Seeking haven on a desolate Island, the mariners, who were diseased and weary, eke out a terrible existence, finding very little food on this Island.
Of course, the seamen have conflicting solutions for their dilemma. Needless to say, this fractures the crew into factions. It also causes a killing and renders the captain a deserted soul, with most of his sailors leaving him behind.
When all is said and done, three separate parties reach England. The country is entertained by stories of these survivors. The tales include thievery, mutiny and murder. And as Captain Cheap arrives years after the mutineers, the dramatic court martial becomes the climax.
I really enjoyed this book. The Author, David Grann, is equal parts historian and writer. And the information he provides, from common detriments to sailing vessels to rank and file, and Wager Island’s vegetation to nearby seafaring indigenous people, gives the events a tangible air.
But even as I say that, there are many instances that rendered disbelief.
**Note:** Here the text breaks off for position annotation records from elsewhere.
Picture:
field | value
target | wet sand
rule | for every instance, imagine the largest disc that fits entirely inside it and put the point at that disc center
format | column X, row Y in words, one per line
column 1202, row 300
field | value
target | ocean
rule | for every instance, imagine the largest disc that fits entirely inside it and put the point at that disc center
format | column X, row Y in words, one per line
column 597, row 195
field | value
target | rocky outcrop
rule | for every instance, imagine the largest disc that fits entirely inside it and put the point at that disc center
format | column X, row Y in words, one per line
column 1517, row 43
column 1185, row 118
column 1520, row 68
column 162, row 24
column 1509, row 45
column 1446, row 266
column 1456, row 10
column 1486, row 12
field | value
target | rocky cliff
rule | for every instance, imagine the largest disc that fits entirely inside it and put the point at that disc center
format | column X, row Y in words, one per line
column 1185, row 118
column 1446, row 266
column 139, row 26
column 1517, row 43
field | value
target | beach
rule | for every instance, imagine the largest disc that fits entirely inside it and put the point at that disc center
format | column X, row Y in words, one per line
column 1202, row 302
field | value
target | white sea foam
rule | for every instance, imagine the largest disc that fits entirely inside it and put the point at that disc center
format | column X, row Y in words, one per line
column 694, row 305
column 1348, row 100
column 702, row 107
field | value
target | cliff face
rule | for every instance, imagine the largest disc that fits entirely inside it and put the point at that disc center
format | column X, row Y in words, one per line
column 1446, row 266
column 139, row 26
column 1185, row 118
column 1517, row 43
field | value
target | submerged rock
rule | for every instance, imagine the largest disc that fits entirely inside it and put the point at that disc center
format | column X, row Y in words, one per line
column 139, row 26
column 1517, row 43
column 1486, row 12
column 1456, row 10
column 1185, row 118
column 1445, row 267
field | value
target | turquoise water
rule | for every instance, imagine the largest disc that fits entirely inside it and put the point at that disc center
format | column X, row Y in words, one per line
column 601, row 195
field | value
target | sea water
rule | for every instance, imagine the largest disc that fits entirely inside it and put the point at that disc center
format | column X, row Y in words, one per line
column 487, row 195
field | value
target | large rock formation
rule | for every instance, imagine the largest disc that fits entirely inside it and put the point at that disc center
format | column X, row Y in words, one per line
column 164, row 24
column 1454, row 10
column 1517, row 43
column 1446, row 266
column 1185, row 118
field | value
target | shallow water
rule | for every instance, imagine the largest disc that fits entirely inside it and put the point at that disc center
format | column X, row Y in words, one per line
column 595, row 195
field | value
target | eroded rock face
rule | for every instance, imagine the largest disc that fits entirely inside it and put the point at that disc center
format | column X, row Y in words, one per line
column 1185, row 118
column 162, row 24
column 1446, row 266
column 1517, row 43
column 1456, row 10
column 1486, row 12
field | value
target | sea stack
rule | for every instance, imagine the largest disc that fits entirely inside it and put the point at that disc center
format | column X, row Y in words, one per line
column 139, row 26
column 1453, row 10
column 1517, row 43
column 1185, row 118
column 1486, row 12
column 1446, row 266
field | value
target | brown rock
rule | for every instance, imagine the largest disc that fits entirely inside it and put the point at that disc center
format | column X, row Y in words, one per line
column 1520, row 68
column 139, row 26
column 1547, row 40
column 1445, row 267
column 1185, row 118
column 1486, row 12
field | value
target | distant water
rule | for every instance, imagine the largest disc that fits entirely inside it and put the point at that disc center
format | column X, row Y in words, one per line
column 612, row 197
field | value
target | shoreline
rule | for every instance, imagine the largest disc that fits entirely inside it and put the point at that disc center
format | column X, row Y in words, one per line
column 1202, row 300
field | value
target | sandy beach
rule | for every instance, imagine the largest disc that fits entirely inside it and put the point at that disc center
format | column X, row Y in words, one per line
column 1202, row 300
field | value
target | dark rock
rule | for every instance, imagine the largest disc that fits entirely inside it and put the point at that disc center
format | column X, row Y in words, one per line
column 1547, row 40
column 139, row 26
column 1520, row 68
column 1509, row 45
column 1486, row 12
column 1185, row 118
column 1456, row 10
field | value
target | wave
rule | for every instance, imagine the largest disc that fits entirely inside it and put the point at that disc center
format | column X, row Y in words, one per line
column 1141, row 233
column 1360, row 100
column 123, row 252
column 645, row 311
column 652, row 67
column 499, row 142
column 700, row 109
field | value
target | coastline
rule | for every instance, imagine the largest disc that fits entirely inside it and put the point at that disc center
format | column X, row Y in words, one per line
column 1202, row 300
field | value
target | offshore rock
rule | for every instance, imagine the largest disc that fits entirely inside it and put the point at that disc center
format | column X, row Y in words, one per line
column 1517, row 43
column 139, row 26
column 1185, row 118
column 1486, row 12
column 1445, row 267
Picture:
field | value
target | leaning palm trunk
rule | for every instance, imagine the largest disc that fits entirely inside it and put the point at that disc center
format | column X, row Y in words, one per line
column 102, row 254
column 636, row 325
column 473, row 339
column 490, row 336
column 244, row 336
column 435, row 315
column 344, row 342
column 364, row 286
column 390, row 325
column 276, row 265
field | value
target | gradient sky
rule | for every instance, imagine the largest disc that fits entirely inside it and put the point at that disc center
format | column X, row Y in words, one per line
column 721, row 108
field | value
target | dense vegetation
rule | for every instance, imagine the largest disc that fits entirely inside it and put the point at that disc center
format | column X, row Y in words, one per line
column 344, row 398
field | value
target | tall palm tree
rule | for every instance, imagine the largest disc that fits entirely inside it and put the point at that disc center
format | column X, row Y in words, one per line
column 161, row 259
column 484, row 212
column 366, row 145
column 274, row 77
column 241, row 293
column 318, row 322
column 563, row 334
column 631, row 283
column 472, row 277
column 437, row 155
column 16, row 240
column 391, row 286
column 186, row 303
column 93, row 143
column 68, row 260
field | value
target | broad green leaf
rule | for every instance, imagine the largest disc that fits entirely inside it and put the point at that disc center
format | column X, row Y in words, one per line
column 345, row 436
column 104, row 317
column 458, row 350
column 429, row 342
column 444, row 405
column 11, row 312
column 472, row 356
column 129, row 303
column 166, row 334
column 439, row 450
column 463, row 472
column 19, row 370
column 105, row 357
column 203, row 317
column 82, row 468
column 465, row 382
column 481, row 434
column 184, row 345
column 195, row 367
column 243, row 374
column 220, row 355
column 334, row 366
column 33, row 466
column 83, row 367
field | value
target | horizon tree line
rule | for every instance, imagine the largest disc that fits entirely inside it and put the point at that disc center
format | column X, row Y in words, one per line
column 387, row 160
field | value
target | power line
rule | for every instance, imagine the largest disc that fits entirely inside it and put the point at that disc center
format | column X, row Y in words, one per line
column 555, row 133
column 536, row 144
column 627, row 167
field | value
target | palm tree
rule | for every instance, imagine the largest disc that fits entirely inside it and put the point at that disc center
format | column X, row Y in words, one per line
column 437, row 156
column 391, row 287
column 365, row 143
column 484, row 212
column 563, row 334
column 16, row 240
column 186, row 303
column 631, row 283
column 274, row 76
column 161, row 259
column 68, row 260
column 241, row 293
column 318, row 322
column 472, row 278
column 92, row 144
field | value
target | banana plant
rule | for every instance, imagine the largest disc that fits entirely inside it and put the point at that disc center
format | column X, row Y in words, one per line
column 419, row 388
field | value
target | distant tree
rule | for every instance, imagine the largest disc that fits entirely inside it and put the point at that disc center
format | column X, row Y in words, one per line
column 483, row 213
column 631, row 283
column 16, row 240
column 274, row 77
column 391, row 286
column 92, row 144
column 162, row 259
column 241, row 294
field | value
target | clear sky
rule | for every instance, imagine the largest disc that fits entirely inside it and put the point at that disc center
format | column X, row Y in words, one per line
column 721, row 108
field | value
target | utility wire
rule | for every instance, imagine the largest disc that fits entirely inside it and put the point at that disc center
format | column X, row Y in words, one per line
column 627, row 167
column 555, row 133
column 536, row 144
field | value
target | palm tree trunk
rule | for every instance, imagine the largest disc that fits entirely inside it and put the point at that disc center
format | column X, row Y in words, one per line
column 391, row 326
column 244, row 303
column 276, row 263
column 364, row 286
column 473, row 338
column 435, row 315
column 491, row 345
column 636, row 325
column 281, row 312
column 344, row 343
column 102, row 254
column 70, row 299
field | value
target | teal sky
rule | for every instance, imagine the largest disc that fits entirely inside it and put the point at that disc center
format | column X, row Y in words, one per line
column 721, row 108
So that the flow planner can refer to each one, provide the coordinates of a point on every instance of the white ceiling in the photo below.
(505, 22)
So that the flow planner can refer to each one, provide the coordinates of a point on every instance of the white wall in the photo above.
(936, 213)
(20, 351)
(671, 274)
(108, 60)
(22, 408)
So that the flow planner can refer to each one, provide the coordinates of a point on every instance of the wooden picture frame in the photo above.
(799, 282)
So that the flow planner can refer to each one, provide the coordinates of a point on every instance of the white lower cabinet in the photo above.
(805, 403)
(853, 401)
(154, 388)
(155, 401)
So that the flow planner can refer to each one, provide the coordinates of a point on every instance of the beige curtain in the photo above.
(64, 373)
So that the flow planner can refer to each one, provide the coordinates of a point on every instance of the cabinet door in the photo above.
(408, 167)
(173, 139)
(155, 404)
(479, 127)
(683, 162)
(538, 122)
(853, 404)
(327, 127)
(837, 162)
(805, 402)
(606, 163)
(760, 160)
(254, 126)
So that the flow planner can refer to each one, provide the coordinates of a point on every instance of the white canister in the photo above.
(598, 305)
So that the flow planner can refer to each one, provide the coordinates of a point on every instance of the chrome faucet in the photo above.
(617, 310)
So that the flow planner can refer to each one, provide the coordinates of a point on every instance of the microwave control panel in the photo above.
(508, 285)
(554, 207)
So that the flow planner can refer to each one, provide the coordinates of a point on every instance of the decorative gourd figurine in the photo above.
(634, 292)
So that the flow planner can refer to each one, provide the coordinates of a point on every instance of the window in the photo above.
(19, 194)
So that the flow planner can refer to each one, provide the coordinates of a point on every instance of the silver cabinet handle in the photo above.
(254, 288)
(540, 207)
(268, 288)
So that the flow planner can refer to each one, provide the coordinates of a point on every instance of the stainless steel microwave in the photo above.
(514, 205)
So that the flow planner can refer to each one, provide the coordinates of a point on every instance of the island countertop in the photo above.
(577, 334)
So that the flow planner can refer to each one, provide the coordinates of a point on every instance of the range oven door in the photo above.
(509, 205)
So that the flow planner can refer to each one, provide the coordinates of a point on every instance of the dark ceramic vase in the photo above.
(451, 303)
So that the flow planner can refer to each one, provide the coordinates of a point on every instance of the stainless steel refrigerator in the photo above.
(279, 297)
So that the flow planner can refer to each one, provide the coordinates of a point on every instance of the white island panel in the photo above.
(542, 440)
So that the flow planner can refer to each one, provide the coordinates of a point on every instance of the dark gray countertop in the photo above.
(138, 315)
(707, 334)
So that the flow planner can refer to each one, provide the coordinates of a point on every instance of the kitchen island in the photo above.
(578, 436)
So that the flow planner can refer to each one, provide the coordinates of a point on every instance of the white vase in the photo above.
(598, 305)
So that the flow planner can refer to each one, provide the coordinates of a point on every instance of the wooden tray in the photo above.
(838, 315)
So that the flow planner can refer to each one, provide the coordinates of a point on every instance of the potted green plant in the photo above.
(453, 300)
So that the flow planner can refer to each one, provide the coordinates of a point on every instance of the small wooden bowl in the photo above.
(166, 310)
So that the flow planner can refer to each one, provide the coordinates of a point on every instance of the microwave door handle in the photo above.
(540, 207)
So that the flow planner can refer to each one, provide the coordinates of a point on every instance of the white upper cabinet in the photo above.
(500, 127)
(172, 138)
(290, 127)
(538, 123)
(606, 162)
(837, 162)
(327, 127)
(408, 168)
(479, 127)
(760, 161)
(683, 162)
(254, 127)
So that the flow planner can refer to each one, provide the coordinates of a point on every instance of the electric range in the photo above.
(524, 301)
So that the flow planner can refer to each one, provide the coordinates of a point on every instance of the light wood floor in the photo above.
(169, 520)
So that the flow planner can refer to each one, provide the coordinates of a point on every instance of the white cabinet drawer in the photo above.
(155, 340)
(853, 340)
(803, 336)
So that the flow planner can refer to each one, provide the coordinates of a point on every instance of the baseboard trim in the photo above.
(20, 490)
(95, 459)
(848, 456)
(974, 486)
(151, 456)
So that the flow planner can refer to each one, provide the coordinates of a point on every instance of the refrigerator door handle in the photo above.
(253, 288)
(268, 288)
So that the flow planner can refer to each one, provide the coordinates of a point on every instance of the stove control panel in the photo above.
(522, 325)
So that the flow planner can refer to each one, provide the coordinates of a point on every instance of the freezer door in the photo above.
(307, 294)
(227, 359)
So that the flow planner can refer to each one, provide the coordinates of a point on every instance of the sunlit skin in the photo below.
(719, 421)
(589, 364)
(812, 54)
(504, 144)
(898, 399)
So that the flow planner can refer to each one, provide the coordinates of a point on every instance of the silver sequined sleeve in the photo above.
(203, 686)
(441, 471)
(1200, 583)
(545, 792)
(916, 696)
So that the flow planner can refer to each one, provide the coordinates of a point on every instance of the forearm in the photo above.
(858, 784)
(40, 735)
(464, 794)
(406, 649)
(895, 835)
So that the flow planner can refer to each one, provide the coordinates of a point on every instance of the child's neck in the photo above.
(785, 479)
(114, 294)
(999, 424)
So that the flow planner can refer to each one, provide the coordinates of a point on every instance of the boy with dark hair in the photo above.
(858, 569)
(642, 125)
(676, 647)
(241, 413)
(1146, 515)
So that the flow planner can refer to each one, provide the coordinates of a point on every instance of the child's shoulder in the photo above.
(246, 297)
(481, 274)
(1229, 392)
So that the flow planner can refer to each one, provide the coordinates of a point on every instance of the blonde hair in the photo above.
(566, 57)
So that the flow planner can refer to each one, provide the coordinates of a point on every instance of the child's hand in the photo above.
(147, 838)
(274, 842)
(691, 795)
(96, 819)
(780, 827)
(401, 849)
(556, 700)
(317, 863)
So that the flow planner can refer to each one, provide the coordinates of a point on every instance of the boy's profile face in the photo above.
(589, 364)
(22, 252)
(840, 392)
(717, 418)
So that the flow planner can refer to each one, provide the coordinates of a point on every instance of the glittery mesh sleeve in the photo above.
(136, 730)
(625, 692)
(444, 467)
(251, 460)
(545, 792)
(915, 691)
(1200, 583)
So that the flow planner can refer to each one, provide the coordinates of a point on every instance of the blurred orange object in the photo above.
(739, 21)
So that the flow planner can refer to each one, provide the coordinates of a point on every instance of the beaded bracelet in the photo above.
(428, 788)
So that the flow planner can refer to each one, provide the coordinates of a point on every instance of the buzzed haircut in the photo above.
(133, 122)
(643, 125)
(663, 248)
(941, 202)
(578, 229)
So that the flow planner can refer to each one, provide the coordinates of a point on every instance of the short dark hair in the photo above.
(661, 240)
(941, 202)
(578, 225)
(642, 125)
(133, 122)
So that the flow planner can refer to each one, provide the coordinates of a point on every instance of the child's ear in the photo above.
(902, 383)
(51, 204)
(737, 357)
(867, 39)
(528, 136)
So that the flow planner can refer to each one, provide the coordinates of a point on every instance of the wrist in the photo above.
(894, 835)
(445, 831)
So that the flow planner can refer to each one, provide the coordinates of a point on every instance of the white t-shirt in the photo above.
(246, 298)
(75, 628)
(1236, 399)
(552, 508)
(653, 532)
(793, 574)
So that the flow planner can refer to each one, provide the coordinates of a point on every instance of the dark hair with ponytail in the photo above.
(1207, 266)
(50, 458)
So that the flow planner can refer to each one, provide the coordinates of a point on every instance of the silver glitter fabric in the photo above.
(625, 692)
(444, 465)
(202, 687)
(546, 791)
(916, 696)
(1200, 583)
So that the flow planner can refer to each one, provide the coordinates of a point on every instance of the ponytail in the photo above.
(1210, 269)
I could hardly fathom the sailors, as the crew sailed through Drake’s Passage, their boat violently tossed by treacherous waters, decimated with scurvy. Even more incredible, these ailing sailors survived a doomed ship and were ferried to a nearby island.
Yet, if these facts are to be believed, I think it’s testament to human survival instincts. Although, from reading these accounts, it’s quite obvious that, given their living conditions, the Wager’s crew, when it came to reaping the benefits of the region, were horribly inept.
There is also an odd parallel that came to me. John Byron, grandfather to the English poet Lord Byron, caused me to think of my father. And subsequently, I also thought of the many Victorian Era Easterners that relished books of the Wild West, and it made me consider what drove men to the sea.
There’s fantastical dramas in 18th century lit, many telling of daring voyages among the seven seas. That, and promises of riches, probably enticed men, like the sixteen year old Byron, to try the vast oceans. I believe similar 19th century Western tales, ones with well defined good and evil, drew people to the West. I know my Dad loves traveling to the west, and yes, my dad loves the old westerns.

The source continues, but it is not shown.